À propos d'ALIS

"Sans parole, sans fable, sans personnages, les compositions scéniques d’ALIS déploient progressivement des images photographiques découpées d’affiches publicitaires agrandies et contrecollées sur des feuilles de PVC extrudé cannelé avec, pour seul éclairage, des images projetées. Sur scène, elles fonctionnent comme un énorme collage temporel en continuelle transformation : ces images se déplacent, s’associent, disparaissent, reviennent. Elles figurent des corps humains, des parties de corps épars (mains, visages, torses, membres…), des animaux, des objets quotidiens, des formes géométriques, des lettres, ainsi de suite.
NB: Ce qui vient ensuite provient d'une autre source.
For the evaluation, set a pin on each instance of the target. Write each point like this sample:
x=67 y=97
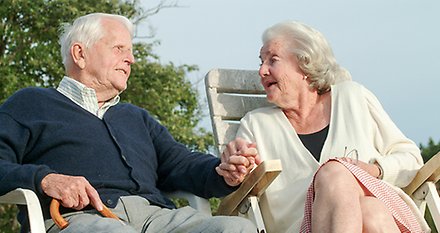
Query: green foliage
x=30 y=56
x=8 y=221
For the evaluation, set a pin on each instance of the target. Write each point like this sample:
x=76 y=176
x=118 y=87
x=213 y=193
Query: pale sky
x=390 y=46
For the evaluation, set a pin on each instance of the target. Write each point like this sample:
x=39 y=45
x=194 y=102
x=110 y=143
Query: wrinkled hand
x=372 y=169
x=237 y=160
x=73 y=192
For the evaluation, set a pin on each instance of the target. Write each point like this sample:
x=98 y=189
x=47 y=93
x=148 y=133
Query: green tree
x=30 y=56
x=430 y=149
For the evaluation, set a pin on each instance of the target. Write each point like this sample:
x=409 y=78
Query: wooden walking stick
x=63 y=223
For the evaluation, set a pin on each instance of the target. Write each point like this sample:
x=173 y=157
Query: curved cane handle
x=62 y=223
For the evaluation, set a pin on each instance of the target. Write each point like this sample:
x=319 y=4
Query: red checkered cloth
x=403 y=216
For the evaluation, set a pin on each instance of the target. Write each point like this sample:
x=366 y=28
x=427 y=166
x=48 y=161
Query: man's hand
x=237 y=160
x=73 y=192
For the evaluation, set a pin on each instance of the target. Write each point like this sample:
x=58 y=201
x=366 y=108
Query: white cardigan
x=357 y=121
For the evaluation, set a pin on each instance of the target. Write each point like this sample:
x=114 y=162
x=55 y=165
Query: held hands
x=73 y=192
x=237 y=160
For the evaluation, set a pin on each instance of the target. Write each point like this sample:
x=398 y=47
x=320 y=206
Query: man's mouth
x=122 y=71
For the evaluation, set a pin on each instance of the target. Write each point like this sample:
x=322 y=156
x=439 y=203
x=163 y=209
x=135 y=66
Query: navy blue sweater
x=126 y=153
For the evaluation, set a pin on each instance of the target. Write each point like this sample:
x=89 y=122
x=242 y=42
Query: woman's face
x=280 y=74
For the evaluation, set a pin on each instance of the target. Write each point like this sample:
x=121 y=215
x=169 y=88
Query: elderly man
x=79 y=145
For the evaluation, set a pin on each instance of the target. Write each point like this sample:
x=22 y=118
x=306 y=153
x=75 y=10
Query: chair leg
x=433 y=202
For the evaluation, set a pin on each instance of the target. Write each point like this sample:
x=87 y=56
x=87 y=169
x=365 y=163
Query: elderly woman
x=320 y=115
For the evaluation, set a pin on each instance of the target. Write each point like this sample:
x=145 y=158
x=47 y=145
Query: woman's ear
x=77 y=51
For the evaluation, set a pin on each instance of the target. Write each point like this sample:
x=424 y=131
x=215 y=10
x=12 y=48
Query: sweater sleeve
x=400 y=157
x=14 y=172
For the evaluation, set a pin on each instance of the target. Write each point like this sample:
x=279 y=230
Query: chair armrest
x=429 y=172
x=255 y=184
x=27 y=197
x=196 y=202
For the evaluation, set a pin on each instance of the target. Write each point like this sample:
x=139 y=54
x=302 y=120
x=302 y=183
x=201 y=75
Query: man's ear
x=77 y=51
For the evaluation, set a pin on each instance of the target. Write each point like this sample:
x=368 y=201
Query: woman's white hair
x=313 y=52
x=87 y=30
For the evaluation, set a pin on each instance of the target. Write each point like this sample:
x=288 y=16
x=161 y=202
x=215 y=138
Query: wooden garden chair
x=232 y=93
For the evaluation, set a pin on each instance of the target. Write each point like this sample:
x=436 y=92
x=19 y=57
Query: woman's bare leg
x=343 y=205
x=336 y=207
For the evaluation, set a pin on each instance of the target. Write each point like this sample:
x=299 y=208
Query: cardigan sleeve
x=400 y=157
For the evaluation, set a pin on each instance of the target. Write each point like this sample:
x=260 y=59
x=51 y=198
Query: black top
x=315 y=141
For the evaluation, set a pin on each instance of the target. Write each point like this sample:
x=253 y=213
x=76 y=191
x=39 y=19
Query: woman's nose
x=263 y=71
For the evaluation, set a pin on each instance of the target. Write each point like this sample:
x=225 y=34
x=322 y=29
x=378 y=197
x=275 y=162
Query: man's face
x=108 y=61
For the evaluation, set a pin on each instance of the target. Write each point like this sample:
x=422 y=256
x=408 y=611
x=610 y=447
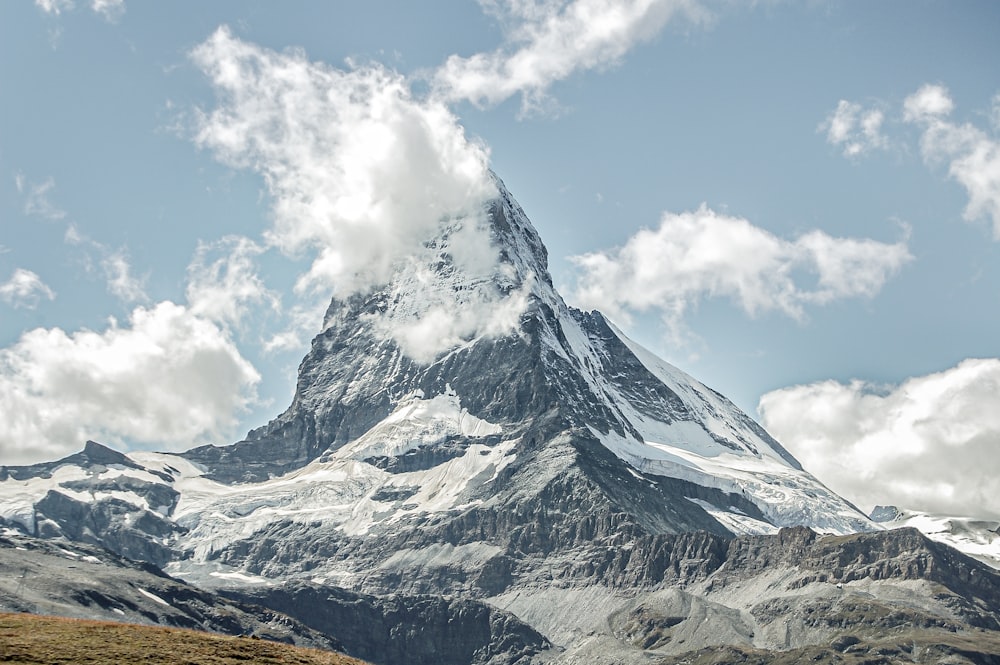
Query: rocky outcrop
x=406 y=630
x=77 y=580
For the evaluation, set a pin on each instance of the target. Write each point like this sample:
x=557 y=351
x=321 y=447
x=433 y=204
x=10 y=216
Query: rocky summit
x=549 y=493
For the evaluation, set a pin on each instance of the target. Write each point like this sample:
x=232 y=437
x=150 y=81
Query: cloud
x=121 y=283
x=931 y=101
x=549 y=40
x=168 y=379
x=24 y=289
x=972 y=155
x=54 y=7
x=225 y=289
x=705 y=254
x=114 y=265
x=36 y=198
x=363 y=174
x=855 y=130
x=111 y=10
x=929 y=443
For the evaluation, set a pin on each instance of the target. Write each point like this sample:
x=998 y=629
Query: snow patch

Elles sont de toutes les dimensions (par exemple, une main traverse l’espace, si grande qu’elle semble tenir la personne qui la déplace ; à l’autre extrême, apparaît à l’avant-scène une foule de gens, vue de dos - dont chacun pourrait tenir dans la main de ceux qui les installent). Les deux « manutentionnaires », vêtus de blouses noires d’atelier, effectuent les déplacements et la mise en place des configurations de ces objets-images avec une précision musicale et dans un silence corporel envoûtant. Les transitions ainsi que les transformations des images tiennent souvent du tour de passe-passe. Le spectateur réceptif découvre matérialisé devant ses deux yeux physiques l’enchaînement d’un rêve sans commencement ni dénouement ; ou bien, peut-être ces images résonnent-elles à l’unisson avec cette partie alogique du mental qui appréhende le monde à travers la perception directe des objets et des êtres."